Camp, Franklin, Titus
Lake Bob Sandlin
Lake Bob Sandlin Information:  
The lake was formed by constructing the Fort Sherman Dam on Big Cypress Creek. The lake was impounded in 1977. It was originally named Lake Cherokee Trail because the former Cherokee Indian trail crossed the lake where FM 21 now crosses. The lake was later renamed after politician Bob Sandlin. The maximum lake depth is 65.5 feet. The water district’s administrative office, public restrooms, boat ramps and camping areas are located in the recreation area north of the dam. Lake facilities include three public boat ramps, Titus County Park, Lake Bob Sandlin State Park and a private marina. Titus County Park on Lake Monticello provides access to both Lake Bob Sandlin and Lake Monticello. The lake is owned and operated by the Titus County Freshwater Supply District 1. Lake Cypress Springs and Lake Monticello are separated from Lake Bob Sandlin by their respective dams. Lake Cypress Springs is located on FM 3007, on the western side of Lake Bob Sandlin. Lake Monticello is located off FM 127, on the northeast side of Lake Bob Sandlin. Lake Bob Sandlin is located 5 miles southwest of Mount Pleasant, Texas.

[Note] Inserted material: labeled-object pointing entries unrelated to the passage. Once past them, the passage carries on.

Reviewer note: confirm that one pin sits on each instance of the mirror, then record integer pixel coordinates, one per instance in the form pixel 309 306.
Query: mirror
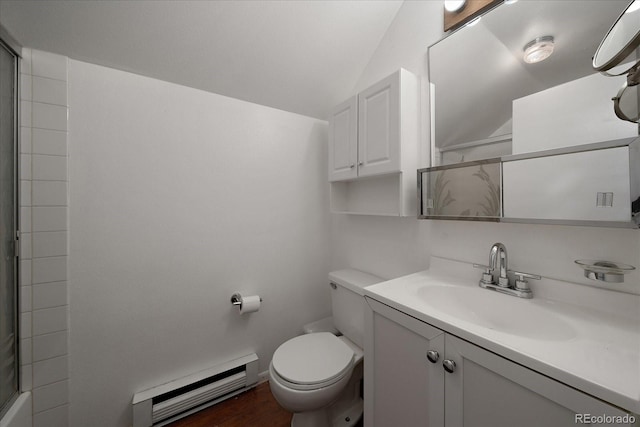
pixel 488 102
pixel 620 41
pixel 617 55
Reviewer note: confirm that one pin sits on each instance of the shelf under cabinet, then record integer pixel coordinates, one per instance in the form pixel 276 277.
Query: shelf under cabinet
pixel 383 195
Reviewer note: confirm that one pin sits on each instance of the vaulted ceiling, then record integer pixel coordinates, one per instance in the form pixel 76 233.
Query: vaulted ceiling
pixel 299 56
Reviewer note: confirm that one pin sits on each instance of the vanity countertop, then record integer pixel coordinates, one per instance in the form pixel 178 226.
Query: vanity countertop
pixel 585 337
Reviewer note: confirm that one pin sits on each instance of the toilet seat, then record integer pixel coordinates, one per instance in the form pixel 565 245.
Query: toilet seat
pixel 312 361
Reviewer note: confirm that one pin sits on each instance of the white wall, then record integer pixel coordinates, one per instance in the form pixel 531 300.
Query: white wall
pixel 179 198
pixel 390 247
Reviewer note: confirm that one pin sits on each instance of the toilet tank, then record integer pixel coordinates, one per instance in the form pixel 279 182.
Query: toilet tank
pixel 347 301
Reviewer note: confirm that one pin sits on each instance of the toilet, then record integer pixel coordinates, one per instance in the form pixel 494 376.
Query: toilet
pixel 317 375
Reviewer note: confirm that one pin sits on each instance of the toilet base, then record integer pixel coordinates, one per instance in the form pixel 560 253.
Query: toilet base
pixel 350 416
pixel 346 411
pixel 319 418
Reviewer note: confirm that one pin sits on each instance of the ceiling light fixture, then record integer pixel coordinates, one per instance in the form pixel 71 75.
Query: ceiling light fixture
pixel 454 5
pixel 538 50
pixel 473 22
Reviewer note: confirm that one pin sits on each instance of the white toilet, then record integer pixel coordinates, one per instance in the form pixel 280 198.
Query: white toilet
pixel 317 375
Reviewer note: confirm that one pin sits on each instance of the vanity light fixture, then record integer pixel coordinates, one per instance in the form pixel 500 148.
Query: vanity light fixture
pixel 454 5
pixel 538 50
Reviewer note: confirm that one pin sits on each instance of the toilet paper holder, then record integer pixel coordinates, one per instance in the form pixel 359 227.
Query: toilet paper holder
pixel 236 299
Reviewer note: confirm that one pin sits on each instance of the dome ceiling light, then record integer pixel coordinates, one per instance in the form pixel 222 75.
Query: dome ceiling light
pixel 538 50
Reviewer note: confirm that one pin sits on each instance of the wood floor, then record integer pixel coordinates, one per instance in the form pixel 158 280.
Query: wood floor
pixel 256 407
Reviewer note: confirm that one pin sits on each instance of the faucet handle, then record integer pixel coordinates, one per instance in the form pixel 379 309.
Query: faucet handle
pixel 521 280
pixel 487 276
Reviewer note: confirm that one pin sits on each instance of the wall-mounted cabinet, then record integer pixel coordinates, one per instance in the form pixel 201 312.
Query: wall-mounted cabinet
pixel 594 184
pixel 373 148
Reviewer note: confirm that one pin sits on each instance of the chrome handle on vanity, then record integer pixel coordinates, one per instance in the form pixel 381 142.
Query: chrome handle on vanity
pixel 449 365
pixel 433 356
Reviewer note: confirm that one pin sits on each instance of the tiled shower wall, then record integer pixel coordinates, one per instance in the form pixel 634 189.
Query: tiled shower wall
pixel 44 308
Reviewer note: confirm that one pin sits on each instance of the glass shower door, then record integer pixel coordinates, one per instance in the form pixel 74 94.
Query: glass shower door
pixel 8 227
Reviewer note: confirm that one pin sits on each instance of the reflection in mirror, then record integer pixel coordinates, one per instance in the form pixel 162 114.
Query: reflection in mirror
pixel 478 72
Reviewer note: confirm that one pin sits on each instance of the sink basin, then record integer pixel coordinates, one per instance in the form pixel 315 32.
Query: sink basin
pixel 499 312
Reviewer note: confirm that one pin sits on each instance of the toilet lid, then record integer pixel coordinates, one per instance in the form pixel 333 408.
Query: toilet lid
pixel 312 358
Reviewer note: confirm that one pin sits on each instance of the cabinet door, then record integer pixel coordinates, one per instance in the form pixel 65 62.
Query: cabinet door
pixel 488 390
pixel 379 127
pixel 402 387
pixel 343 141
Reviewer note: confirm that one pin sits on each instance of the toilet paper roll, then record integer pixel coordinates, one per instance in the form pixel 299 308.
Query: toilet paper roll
pixel 250 304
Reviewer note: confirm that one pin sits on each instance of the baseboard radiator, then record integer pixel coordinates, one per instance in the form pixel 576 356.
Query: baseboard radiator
pixel 168 402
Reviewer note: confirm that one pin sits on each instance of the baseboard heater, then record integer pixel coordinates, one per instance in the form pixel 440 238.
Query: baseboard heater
pixel 168 402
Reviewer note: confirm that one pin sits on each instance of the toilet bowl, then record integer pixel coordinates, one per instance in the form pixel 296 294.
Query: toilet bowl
pixel 317 376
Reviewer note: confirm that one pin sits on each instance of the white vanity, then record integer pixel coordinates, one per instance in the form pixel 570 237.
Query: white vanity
pixel 441 351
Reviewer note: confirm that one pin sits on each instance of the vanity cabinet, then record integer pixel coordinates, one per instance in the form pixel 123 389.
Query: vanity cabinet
pixel 373 136
pixel 405 385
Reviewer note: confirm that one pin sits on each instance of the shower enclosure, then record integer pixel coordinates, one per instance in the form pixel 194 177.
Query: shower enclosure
pixel 8 227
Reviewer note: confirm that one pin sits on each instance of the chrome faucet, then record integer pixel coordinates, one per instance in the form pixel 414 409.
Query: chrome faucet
pixel 498 263
pixel 498 255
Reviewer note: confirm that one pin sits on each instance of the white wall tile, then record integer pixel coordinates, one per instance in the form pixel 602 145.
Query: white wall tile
pixel 25 193
pixel 46 141
pixel 45 64
pixel 52 168
pixel 48 116
pixel 49 345
pixel 50 396
pixel 25 219
pixel 25 272
pixel 49 193
pixel 49 295
pixel 49 243
pixel 25 325
pixel 25 245
pixel 56 417
pixel 25 299
pixel 25 166
pixel 49 91
pixel 25 87
pixel 25 61
pixel 52 218
pixel 26 377
pixel 49 270
pixel 25 351
pixel 25 113
pixel 25 139
pixel 50 371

Lake Bob Sandlin Location Map
Current Lake Bob Sandlin Lake Level 
Lake Bob Sandlin TPWD Public Access Facilities Map  
Big Cypress Bayou (Creek):
The bayou is 140 miles long; it is sometimes called Big Cypress Creek. The bayou is formed in the southern part of Franklin County and flows eastward into Camp, Titus, Morris, Marion, and Harrison Counties. Five major water impoundments are located on the Bayou including Lake O' The Pines, Monticello Reservoir, Lake Cypress Springs, Lake Bob Sandlin and Caddo Lake. Lake Franklin County, a small impoundment, is located at the headwaters of the bayou. Big Cypress Bayou flows for approximately 38 miles in its upper reaches and an additional 34 miles between Lake O' The Pines and Caddo Lake. Running its entire course through a heavily forested region of northeast Texas, these upper reaches of the bayou are subject to varying water conditions and are not always suitable for recreational use. Log jams are prevalent when floating Big Cypress Bayou and may hinder navigation.